The Patients Association said it was “very concerned” that the trust between the public and doctors could be affected. “Patients may wonder whether they will be referred to the best services, and not the hospital which the GP may see as making money for him,” said Katherine Murphy, its chief executive.
“Could the healthcare needs of some patients be compromised because GPs are now holding the pursestrings and are more concerned with the consortium’s bottom line than the patient’s needs?”
The report also warns that patients could lose the right to choose which hospital they are treated in – a central plank of NHS policy since the early 2000s – because consortiums are likely to have contracts with “preferred” hospitals, but not necessarily every NHS facility in the area.

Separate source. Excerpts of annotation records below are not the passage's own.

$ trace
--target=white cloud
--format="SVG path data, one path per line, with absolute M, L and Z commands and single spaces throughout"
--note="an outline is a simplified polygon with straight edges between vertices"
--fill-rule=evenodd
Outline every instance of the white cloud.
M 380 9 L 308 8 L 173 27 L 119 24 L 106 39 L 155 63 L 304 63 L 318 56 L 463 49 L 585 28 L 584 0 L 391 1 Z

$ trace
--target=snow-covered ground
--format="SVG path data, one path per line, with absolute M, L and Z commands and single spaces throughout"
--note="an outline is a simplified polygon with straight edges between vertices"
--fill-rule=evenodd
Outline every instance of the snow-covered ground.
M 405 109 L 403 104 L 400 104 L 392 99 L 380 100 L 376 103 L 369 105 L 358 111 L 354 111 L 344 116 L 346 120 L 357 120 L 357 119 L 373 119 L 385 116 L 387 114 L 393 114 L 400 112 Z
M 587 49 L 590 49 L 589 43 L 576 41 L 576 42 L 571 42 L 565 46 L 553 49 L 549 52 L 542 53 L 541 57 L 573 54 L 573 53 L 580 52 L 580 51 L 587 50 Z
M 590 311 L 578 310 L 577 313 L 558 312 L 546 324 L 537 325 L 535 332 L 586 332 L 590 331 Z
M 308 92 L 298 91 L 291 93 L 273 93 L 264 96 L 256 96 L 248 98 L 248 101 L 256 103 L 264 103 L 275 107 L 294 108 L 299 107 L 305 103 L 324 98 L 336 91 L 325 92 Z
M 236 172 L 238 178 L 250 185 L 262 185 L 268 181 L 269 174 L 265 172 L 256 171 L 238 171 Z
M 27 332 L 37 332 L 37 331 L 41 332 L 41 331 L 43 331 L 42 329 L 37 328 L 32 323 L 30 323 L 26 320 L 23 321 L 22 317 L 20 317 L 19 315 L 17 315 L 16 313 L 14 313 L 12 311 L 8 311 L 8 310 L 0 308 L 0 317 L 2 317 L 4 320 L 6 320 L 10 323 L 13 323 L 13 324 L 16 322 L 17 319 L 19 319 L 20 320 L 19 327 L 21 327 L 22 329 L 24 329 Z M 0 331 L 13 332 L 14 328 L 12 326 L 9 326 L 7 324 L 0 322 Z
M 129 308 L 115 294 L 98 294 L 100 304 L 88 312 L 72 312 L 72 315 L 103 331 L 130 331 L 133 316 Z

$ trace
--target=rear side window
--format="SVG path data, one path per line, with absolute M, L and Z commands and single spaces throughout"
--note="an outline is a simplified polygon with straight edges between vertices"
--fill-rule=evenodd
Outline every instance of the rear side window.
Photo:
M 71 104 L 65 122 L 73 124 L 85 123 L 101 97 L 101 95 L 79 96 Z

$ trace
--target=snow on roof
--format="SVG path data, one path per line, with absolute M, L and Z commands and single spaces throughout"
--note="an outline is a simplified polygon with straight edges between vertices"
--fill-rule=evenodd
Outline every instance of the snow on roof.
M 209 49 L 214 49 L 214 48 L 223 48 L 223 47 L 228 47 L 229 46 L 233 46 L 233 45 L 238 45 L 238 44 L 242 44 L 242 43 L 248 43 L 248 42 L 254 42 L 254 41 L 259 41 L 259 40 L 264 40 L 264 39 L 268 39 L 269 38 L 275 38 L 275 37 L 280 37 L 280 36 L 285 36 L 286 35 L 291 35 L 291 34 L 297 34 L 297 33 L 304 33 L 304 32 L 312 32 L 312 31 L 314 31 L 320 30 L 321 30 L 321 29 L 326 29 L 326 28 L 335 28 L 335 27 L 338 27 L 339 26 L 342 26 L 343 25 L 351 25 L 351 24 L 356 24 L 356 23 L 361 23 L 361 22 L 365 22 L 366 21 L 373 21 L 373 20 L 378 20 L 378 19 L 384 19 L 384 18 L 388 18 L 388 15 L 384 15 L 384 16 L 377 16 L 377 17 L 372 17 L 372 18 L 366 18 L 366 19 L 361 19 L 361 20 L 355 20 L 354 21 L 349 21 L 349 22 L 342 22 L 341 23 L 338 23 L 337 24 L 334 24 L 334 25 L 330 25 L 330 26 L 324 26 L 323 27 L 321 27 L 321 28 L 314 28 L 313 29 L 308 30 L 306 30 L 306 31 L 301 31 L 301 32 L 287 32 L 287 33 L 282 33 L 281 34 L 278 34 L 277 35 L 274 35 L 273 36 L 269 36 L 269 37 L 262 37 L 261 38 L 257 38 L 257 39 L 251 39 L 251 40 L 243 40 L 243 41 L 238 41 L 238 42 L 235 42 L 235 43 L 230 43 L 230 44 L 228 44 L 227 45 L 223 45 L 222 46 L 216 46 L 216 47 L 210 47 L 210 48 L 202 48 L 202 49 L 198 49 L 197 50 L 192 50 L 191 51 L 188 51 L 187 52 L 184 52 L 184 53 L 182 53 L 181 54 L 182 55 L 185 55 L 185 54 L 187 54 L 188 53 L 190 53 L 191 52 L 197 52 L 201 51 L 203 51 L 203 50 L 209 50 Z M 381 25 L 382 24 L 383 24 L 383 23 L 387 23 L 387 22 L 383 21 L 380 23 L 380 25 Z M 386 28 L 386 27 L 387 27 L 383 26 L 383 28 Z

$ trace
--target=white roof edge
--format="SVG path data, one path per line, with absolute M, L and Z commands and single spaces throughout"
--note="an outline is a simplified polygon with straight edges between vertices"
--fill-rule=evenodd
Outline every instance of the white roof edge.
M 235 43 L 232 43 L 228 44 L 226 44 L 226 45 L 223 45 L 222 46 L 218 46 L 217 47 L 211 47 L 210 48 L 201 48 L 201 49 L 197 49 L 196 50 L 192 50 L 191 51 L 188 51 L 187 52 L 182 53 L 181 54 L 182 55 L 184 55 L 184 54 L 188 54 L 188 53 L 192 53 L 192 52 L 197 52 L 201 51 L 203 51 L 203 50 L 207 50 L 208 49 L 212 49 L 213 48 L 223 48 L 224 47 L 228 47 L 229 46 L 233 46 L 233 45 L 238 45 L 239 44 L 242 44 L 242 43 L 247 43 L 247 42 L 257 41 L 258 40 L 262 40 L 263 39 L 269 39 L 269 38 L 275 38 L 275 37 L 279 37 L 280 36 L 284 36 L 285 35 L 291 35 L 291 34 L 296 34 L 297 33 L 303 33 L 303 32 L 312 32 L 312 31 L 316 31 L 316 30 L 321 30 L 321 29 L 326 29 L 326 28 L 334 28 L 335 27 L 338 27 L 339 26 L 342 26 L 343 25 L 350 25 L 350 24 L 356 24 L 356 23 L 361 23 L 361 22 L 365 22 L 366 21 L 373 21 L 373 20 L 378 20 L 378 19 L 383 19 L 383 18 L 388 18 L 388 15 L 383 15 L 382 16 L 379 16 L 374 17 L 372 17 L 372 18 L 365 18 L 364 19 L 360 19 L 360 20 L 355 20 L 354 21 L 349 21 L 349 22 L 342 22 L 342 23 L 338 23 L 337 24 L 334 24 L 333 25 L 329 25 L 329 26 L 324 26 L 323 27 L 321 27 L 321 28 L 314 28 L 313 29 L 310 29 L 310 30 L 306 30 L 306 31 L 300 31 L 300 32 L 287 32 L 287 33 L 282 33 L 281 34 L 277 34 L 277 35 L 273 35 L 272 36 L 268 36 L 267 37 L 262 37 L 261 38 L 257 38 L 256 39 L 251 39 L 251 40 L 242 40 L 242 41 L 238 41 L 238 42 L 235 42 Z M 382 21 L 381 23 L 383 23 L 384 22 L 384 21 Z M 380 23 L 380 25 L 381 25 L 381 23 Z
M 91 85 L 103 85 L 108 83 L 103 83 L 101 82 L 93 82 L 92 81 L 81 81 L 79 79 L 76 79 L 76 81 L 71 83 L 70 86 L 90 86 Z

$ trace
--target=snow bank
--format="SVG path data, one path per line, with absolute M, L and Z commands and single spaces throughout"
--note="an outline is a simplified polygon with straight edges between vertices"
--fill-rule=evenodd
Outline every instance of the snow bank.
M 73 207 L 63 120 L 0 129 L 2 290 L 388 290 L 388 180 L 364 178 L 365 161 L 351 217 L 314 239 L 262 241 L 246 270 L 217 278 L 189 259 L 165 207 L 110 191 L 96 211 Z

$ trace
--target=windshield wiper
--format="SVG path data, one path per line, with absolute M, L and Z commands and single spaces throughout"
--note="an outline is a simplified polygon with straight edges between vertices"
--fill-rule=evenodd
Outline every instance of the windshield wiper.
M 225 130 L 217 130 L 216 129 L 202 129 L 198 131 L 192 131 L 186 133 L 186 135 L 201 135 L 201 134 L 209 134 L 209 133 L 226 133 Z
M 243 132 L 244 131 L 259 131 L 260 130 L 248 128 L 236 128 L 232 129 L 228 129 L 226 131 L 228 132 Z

Meanwhile, in another detailed critique of the plans, Gordon Brown’s former head of public service transformation says today that it will be “a modern miracle” if the NHS reforms deliver the benefits that ministers have claimed, because the risks involved have been underestimated or ignored.
In an analysis for Civitas, the right-of-centre thinktank, Sir David Varney warns that scrapping England’s 152 primary care trusts in order to make £20bn of efficiency savings is highly risky at a time when the NHS is meant to be delivering unprecedented productivity gains.
Varney writes that Lansley’s white paper ignores the risks to the NHS that the upheaval involves, “appears to believe that noble ends will suffice” and “pays little attention to the history of NHS re-organisations, and nor does it have much time for reflection on lessons learnt”.
Varney is an ex-chairman of HM Revenue and Customs who used to run British Gas and also chaired the Barking, Havering and Redbridge NHS University Hospitals Trust in Essex last year.